Miscymiscmisc.

  • I don’t know if it is a good or bad sign that the most satisfactory thing I’ve done in, dunno, ages, is finish reading a day early so that I can have a relaxing evening with a friend from out of town. Good sign: I actually accomplished something! Bad sign: to most of the world, reading 50 or so pages is not really counted as a major accomplishment.
  • Dinner was at Brick Lane Curryhouse. Yum yum yum.
  • I’ve participated in an irregular dinner club over the past year, and it was great, and I’ll miss it. While I generally hate structure in things like that, Ben Franklin’s regular secret dinner club, The Junto, sounds like it had an interesting structure, and it is hard to argue with the results.
  • Interesting and accessible article arguing that the best way to treat terrorists, legally speaking, is to agree that they are …. pirates. Yarrr!
  • Jono: totally agreed that Ubuntu’s process is generally quite transparent and an example for others. That said, the profit- what you note as ‘cheap labo[u]r’- is and must be important.

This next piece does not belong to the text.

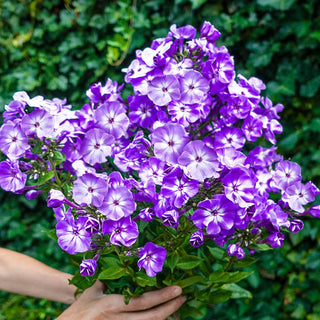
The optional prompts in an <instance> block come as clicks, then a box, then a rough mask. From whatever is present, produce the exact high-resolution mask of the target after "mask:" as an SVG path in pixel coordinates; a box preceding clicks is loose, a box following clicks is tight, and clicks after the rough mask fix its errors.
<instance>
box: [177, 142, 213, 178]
mask: <svg viewBox="0 0 320 320" xmlns="http://www.w3.org/2000/svg"><path fill="white" fill-rule="evenodd" d="M178 163H179V164H180V165H182V166H184V168H183V170H184V172H185V174H186V175H187V176H188V177H189V178H190V179H194V180H198V181H204V179H206V178H217V177H218V176H219V174H218V172H217V171H218V170H219V162H218V158H217V154H216V152H215V151H214V149H212V148H209V147H207V146H206V145H205V143H204V142H203V141H201V140H194V141H190V142H189V143H188V144H187V145H186V146H185V147H184V148H183V152H182V154H181V155H180V156H179V158H178Z"/></svg>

Corporations get involved and stay involved because of profit. Corporations that are making money off free software are predictable and reliable (just like corporations that are locked down by licenses); corporations that are doing free software out of the goodness of their heart are not necessarily either predictable nor reliable.
  • Fedora is making very interesting noises about music. This is the kind of big thinking the free software desktop needs. (Relatedly, Jamendo sounds cool.)
  • I’m still not sure how I feel about Ted’s post about project naming, but it feels significant, and is worth the read.
  • Open source needs something like techcrunch.
  • Havoc: (1) make it possible to find permalinks in log.ometer.com :) (2) The stopbadware thing is… very complex. The dialogware situation is a real problem, and clearly people read dialogs only a little more than they read EULAs, but some of the other options are unpalatable as well. In particular, ‘As long as the app uninstalls completely and easily from the normal add/remove programs screen, if people think the app sucks they can always get rid of it’ just isn’t sufficient, primarily for two reasons: (1) precious few of the people most impacted by this actually know how to uninstall software, and (2) this presumes that uninstallation undoes all bad things the software has done, which often isn’t the case (for example, it doesn’t take your personal information off remote servers, and it would be impractical to require that.)

6 thoughts on “Miscymiscmisc.”

  1. > to most of the world, reading 50 or so pages is not really counted as a major accomplishment.

    If you think in The World, statistically most humans would count this as a major accomplisment, and a luxury. Remember how lucky you are. :)

    Thanks Luis for sharing experiences and lectures.